La centralità di Trump nella politica americana è dura a morire
Mai una simile polarizzazione è stata vissuta come questione di vita o di morte della nazione. Per i prossimi due anni, sarà un otto volante per la riconferma o l’abbattimento del totem rappresentato dall'ex presidente. Oltre Donald si è ormai generato il grande vuoto
Mentre giorno dopo giorno cresce la protesta attorno al raid dell’Fbi nella residenza e nel golf club di Donald Trump in Florida, il ministro della Giustizia Merrick Garland, ammettendo d’essere il promotore del provvedimento senza precedenti, ha inviato agli americani un messaggio chiaro: vi prego di credere, ha detto alla nazione, che se abbiamo agito così vistosamente, avevamo le ragioni necessarie a giustificare un’azione di tale gravità, vista l’emozione e la rabbia che ha destato sia tra i sostenitori che tra gli avversari dell’ex presidente.

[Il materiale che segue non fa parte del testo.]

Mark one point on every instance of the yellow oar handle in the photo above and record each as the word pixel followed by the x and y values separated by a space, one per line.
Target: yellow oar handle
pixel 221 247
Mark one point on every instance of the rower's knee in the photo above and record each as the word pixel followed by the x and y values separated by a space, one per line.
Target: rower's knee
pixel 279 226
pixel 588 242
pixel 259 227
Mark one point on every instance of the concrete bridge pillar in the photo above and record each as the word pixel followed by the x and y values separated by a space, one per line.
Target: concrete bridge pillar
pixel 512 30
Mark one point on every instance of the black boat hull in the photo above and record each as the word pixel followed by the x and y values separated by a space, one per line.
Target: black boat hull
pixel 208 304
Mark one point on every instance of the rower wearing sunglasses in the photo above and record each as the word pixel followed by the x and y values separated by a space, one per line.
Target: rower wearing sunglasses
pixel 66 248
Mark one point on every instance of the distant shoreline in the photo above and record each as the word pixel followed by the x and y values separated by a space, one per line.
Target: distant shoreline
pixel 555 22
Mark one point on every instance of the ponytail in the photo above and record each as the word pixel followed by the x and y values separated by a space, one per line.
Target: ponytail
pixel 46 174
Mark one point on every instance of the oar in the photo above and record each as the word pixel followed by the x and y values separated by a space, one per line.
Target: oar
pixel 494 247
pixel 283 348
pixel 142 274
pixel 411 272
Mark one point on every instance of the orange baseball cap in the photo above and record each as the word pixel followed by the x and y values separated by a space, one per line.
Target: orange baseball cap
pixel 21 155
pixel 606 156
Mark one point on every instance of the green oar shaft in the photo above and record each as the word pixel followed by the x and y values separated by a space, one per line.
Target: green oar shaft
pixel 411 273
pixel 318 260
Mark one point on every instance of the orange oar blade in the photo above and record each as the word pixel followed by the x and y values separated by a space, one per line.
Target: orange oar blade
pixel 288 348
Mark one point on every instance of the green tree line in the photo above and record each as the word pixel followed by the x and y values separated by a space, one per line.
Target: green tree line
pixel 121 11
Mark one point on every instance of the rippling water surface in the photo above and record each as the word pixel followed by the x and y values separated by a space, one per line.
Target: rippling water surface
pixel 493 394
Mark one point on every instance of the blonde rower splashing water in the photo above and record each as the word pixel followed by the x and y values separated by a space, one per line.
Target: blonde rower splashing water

Gli agenti spediti dal Dipartimento e dotati di mandato di perquisizione cercavano qualcosa che era stato ripetutamente richiesto a Trump e al suo staff, che non è mai stato riconsegnato agli Archivi di stato dove avrebbe dovuto essere conservato e che concerne informazioni altamente sensibili e potenzialmente pericolose per la nazione. Ovvero: siamo andati a cercare documenti che non stanno dove dovrebbero e che costituiscono una seria minaccia se finissero nelle mani sbagliate. Il Washington Post parla di dossier sul nucleare, ma intanto è già in atto la partita a scacchi tra gli emissari del mandato e chi l’ha ricevuto, ovvero il team Trump, su chi per primo deciderà di rendere pubblici i contenuti dell’atto giudiziario.
Sono prevedibili svariati colpi di scena a breve termine. Ma ciò che invece estende l’ombra di questo affare sul lungo termine, ovvero fino alle presidenziali 2024, è il dispiegarsi della drammaturgia di questa vicenda, i toni divisivi che ha assunto in un’opinione pubblica già straziata da rabbiose contrapposizioni e la sensazione di supremo affronto o di spallata finale assestati a Trump. Tutti motivi per cui, mai come adesso, l’ex presidente incarna il perfetto centro gravitazionale, l’unica bussola della scena politica americana, che a questo punto, semplicemente, non può più prescindere da lui. Non c’è candidatura, non c’è faccia nuova che tenga, non c’è Ron DeSantis o Liz Cheney (in odore di possibile annuncio di discesa in campo per la Casa Bianca): tutto è focalizzato, concentrato, iconizzato da Trump, dal mettersi dalla sua parte e dalla parte degli strepiti con cui invoca l’America di proteggerlo, o da quella di coloro ormai disposti a infrangere regole e convenzioni pur di non restituire il potere al più contraddittorio personaggio nella storia della politica Usa. Tutto il resto è contorno, il paese non parla d’altro, gli schieramenti s’infittiscono e s’incattiviscono.
Mai una simile polarizzazione è stata vissuta come questione di vita o di morte della nazione. Nemmeno il berlusconismo nella sua fase più acuta ha sfiorato una simile personificazione dello scontro, laddove in una singola figura sembrano convivere due profili antitetici al punto d’essere diabolicamente complementari. Per i prossimi due anni, sarà un otto volante di Trump sì-Trump no, un vivere e morire per la riconferma o l’abbattimento del totem. Oltre di lui si è ormai generato il grande vuoto, l’assenza di dibattito dell’idee. Questa teatralizzazione del martirio di Trump, il suo disperato all in nelle stesse ore in cui con disinvoltura si rifiuta di rispondere sui pasticci finanziari combinati nello stato di New York, sono la descrizione di un parossismo collettivo destinato a ricomporsi solo con la fragorosa esplosione che annienterà Donald Trump o lo trasformerà, una volta per tutte, nel Big bang politico dopo il quale è un mistero cosa attenda l’America.